So lately my posts have been growing pretty negative. I dont want this blog to turn into a negative blogs. One of my friends has an amazingly positive blog even though it doesnt deal with the happiest of subjects. I also think I have been wallowing in self pity a lot lately and need to change that. I am a very lucky woman (I almost said girl but I am no longer a girl) and I have everything going for me. I need to get back to my positive outlook that I am so famous for :). So for the next few weeks I am going to post a new positive quote everytime I post and just some thoughts on it and at least one positive thing about my day that day. I go back to work on the 22nd, so I dont know how frequent posts will be after that because my goal is to stick to a strict schedule once school starts. Having a strict schedule really helps me keep my stress down and keep motivated with my running. Which will also help me sleep better which will help me at work. Of course the strict schedule will have to start after tomorrow because I am going to the Patriots game :) Can you tell I am excited??? I am also going to set myself a goal for each week with 1 longterm goal. My week goal this week is to run 2 miles 5 days this week with one long walk and one day off. Ok so here is todays good thing: I got to talk to a friend I havent talked to in a while which is always nice, she now lives in Delewarre and I havent seen her since she graduated the year before me from HS 10 years ago. I also had a pretty rough day but I am ending the day with a smile on my face so that is always a good thing :). Ok my quote for today is really a poem:
They Say Hard Times Make Us Stronger
The challenges you face
will bring you lessons
and change you in positive ways
you never imagined.
You will find that you are stronger
than you ever knew.
You will learn that you are loved
and cared for
and things can turn out okay-
even when it seems impossible.
You will find that even
the hardest times pass.
~ Jason Blume
I chose this poem because it really represents what I am going through right now.
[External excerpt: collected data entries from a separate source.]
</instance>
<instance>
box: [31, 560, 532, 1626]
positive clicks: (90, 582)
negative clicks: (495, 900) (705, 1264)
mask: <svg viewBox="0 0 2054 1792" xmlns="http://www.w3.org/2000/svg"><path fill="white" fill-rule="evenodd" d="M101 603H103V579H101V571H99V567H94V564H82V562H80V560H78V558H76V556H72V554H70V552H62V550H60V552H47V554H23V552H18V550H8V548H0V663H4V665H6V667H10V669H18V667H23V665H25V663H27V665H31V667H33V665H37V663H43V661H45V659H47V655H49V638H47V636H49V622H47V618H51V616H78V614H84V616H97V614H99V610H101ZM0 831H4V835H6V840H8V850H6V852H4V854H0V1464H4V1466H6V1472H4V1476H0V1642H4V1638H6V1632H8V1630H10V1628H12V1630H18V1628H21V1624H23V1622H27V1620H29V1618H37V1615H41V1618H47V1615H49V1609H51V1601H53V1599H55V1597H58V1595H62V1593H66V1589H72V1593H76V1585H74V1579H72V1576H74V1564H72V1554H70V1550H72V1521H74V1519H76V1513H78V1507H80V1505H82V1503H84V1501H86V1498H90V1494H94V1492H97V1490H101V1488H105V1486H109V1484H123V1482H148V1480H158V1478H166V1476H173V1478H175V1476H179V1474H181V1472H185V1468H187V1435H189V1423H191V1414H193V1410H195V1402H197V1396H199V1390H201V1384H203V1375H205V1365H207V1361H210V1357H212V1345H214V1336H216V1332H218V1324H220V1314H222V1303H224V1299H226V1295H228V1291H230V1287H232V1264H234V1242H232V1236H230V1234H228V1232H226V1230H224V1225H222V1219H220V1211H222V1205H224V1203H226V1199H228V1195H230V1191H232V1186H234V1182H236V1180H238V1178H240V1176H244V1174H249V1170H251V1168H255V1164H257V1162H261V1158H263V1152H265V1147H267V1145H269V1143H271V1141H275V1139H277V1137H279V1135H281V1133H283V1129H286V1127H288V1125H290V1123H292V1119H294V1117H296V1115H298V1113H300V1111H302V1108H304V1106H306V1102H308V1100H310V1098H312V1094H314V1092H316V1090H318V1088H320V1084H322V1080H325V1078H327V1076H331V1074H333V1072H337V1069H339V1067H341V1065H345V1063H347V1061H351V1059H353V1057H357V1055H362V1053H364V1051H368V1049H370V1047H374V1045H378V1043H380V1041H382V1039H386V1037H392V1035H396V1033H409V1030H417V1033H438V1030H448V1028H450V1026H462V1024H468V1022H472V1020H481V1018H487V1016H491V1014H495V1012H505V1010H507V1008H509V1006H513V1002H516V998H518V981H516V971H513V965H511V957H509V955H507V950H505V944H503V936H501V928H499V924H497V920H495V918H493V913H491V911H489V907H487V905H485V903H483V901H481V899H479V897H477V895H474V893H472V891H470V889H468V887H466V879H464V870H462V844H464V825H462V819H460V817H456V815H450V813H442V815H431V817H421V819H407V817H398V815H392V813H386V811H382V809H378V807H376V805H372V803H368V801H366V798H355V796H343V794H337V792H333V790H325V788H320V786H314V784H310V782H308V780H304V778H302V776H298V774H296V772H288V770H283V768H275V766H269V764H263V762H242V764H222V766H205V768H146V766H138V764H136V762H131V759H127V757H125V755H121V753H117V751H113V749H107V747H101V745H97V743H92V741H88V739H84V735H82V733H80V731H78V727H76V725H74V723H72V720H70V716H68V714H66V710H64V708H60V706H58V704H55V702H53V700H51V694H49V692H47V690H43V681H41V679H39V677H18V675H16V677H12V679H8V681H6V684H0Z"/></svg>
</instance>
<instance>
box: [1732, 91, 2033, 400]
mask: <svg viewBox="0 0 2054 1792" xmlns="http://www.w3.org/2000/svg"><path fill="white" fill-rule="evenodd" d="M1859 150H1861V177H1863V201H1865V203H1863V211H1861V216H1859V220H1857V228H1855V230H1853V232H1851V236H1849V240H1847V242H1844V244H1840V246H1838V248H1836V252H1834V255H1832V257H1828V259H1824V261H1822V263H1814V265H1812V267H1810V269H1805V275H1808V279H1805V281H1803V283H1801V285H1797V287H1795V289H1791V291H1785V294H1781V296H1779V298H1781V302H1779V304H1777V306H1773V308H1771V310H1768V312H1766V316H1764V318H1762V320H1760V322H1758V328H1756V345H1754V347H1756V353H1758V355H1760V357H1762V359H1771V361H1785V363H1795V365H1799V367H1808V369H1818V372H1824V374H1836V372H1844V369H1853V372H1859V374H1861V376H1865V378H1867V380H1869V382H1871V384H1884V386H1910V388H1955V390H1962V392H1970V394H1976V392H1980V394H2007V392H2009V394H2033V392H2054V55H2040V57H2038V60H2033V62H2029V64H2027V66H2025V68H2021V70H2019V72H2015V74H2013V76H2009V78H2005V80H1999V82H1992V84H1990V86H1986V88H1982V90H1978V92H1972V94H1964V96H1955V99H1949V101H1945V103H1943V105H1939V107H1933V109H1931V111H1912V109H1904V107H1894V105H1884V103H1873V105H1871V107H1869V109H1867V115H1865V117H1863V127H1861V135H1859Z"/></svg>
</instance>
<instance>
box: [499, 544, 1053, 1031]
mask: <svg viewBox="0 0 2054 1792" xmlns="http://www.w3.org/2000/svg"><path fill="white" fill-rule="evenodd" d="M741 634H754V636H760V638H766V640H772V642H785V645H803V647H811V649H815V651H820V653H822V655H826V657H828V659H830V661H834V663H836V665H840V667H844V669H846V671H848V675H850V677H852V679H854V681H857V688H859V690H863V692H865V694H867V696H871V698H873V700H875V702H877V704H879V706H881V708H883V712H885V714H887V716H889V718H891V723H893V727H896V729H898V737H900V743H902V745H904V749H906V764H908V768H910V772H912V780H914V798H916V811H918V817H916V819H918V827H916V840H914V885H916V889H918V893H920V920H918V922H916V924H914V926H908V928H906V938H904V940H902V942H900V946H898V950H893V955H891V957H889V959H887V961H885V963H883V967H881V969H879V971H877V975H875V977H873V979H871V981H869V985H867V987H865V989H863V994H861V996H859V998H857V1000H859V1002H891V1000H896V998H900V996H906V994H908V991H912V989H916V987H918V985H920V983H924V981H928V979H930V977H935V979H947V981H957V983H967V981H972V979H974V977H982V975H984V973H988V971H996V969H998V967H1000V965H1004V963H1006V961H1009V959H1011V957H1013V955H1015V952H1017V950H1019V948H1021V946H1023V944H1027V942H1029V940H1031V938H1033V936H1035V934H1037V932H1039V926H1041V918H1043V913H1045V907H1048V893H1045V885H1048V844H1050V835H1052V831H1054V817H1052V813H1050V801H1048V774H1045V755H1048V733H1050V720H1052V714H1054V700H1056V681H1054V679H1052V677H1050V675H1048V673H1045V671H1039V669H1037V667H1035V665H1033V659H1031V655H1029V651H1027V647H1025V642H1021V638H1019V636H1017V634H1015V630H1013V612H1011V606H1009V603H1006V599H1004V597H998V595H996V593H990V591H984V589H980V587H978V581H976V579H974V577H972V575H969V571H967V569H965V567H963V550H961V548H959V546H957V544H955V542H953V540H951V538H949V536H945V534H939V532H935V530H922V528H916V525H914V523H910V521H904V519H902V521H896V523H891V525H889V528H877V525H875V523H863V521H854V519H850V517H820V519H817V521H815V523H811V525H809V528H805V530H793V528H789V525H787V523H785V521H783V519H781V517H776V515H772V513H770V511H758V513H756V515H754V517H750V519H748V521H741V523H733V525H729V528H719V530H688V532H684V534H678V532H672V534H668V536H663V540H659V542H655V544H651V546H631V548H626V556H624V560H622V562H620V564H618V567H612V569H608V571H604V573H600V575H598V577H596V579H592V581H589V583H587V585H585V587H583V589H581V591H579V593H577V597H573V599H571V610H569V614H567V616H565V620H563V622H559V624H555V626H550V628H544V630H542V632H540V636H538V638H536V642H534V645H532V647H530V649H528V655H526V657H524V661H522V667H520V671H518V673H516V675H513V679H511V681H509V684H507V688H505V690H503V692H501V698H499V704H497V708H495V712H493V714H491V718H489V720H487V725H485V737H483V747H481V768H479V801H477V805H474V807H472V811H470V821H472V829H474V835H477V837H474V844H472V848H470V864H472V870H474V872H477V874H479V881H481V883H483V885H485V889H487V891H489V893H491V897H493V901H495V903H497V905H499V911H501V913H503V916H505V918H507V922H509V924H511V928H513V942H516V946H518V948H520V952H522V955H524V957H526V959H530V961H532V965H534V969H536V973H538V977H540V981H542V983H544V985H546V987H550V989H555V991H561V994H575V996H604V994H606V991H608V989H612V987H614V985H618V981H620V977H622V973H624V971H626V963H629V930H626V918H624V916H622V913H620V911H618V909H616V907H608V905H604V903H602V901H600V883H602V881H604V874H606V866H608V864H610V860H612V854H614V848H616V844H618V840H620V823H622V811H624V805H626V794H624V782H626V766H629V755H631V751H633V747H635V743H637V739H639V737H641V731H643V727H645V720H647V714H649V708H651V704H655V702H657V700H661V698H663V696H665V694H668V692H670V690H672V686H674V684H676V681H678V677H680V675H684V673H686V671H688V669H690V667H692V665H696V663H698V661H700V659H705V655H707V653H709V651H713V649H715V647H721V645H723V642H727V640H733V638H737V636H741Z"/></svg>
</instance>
It also represents what I have learned. I think I forgot that I was loved by many more people than just my immediate family. Things are also turning out in a positive way. This week may be hard emotionally but it is making me stronger in the end. I am also looking forward to the next 12 days when I can really get my head on straight before I start to work because I know that this year will be slightly emotionally draining because of the kids I will be working with. Who I love dearly but I know its going to be an emotionally rough year for me. A good year too though :). OK I need to go finish getting ready for tomorrow and figure out how to get a workout in tomorrow, even if its just a 20 minute walk or a mile run.